How to Handle Multiple Job Offers and Interviews

First, let’s get this out there; this is a great “problem” to have! If you are hearing back from a number of companies you’ve applied to and interviews with, it means you must excel at your job AND your role is in high demand. However, this comes with a price. You must handle this situation very delicately in order to maintain a professional reputation – and your integrity as well!

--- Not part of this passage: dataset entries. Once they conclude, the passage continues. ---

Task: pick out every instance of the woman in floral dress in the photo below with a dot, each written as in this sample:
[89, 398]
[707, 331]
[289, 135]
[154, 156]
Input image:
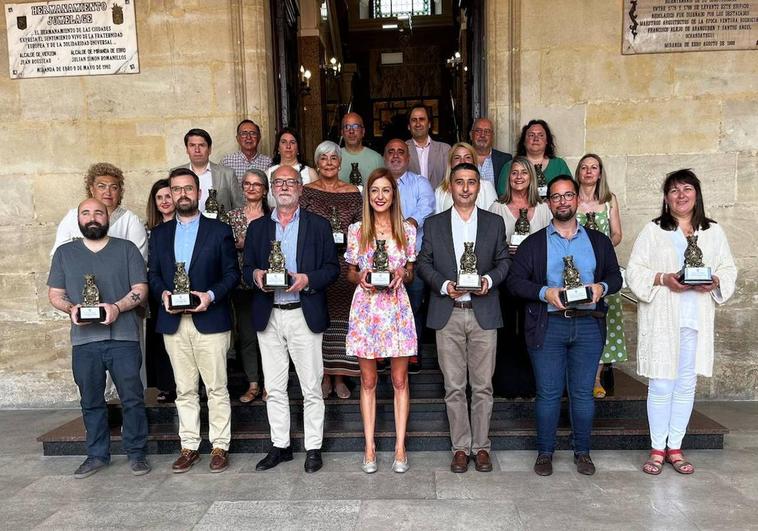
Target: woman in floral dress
[381, 321]
[595, 196]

Here are some tips to keep this positive situation in your favor:

  • When coming upon more than one job offer, delay a final decision for as long as possible—but not for so long that your potential employers become impatient. Most companies allow a few days to a few weeks. Tell the company that you need some time to think about it, or ask for another meeting for further discussion about the position or to meet key employees. While not only educating your decision, this also buys you time.
  • Explain to the company that you really want to work for that you have an offer from another company that you need to give them an answer quickly, but that they are your first choice. It’s possible they will move faster, knowing you are in demand.
  • NEVER accept one offer with the intention of backing out of it later. That is plainly unethical. Your professional integrity might be at stake here, and because of that, taking the offer you’ve already accepted is the best thing to do. If you really want to take the second offer, make sure that the benefits outweigh the possible disadvantages in a big way. The job offer you take should be the one that best fits your career goals and job priorities. Once you’ve made a decision, it’s best to tell the employer as soon as possible.
  • If you’re refusing an offer you’ve already accepted in favor of another job, politely explain that the second offer is a better fit for your skills. Be honest, and offer an apology. If you’re lucky, they will understand. But that doesn’t mean they will forget. They've already invested a lot of time and money into your hiring process. Also, keep in mind that any future career possibilities at this company are over. AVOID it happening at all - decide what you want in a job, and keep that focus in mind.

If you have multiple interviews within a short period of time, it’s all about organization. Sometimes they can even be on the same day! Here are some points to guide you through this process and keep your thoughts clear:

  • Create a simple spreadsheet that lists dates, times, interviewer background and basic company information. This can keep your interviewing experiences in check and separate from one another. Review it regularly, especially when you are just about to walk in to that interview. It will refresh your mind and give you your talking points.
  • Stay organized. When preparing for one interview, focus only on that interview. Otherwise, you may jumble up your speaking points! Focus solely on what you want to say to that employer. The next interview will be dealt with once you walk out of this door. Companies regularly ask if you are interviewing at other places. Be honest. If you are, it in fact shows that you are in demand.